Maria E. Lombardi '15, Gettysburg College

Document Type

Student Research Paper

Date of Creation

Fall 2013

Department

Political Science

Abstract

In 1971, the New York Times released the first installment in a series later referred to as the Pentagon Papers that would eventually have significant political, social, and historical impacts that are felt even in the 21st Century. Following the first release, President Nixon’s administration sought an injunction against the publication of the remaining contents of the classified study, ultimately becoming an extensive legal process that culminated in the Supreme Court. In a per curiam opinion, the Court ruled that in accordance with Organization for a Better Austin v. Keefe and Near v. Minnesota that the federal government did not meet the burden of proof required for prior restraint.
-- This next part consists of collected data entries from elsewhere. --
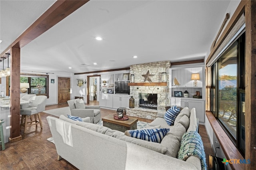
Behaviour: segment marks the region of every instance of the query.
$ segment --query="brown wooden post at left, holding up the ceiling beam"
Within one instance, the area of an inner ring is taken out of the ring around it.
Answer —
[[[10,142],[22,140],[20,135],[20,48],[11,47]]]

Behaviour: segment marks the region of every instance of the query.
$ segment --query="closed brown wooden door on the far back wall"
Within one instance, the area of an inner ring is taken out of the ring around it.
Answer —
[[[70,100],[70,78],[58,77],[58,104]]]

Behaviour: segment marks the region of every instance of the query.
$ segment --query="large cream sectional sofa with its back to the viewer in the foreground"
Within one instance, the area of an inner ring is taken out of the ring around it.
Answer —
[[[186,116],[184,116],[186,115]],[[47,117],[58,160],[64,158],[78,169],[104,170],[197,170],[200,158],[189,156],[186,161],[177,157],[182,135],[197,128],[196,111],[182,109],[168,126],[163,115],[158,115],[148,128],[170,128],[161,143],[126,136],[123,132],[92,123],[73,121],[61,115]],[[160,125],[160,126],[159,126]]]

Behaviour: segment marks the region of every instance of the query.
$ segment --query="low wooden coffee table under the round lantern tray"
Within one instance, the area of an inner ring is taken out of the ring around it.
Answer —
[[[137,129],[138,119],[129,117],[128,120],[117,120],[114,119],[114,115],[108,115],[102,118],[103,126],[108,127],[114,130],[118,130],[121,132],[125,132],[126,130],[134,130]]]

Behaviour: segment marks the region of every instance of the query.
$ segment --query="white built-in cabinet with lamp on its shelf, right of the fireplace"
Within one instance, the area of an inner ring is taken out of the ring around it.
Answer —
[[[193,80],[191,80],[192,73],[199,73],[200,80],[198,80],[197,87],[193,86]],[[205,69],[204,65],[196,67],[171,67],[170,68],[170,103],[171,105],[177,105],[180,107],[188,107],[189,109],[196,109],[196,117],[198,117],[200,123],[204,123],[205,119]],[[176,79],[179,83],[174,83]],[[174,93],[181,91],[182,96],[176,97]],[[188,91],[188,97],[184,97],[184,91]],[[200,91],[202,99],[193,98],[196,91]]]

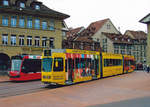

The individual Justices’ opinions were divergent on several fronts and provide unique insight into the complexity of the issue. This decision was the driving force behind the formation of the White House Plumbers, the group that orchestrated one of the most infamous political scandals and the eventual implosion of Nixon’s career. It also effectively changed the tide of the Vietnam War, contributed to the credibility gap, and forever modified the relationship between the press and the federal government. The Pentagon Papers case has also served as one of the most famous freedom of the press cases and established a de facto precedent. The aftermath of its outcome is still felt today with the increasing prevalence of government whistle-blowers, such as WikiLeaks, PFC. Manning, and Edward Snowden.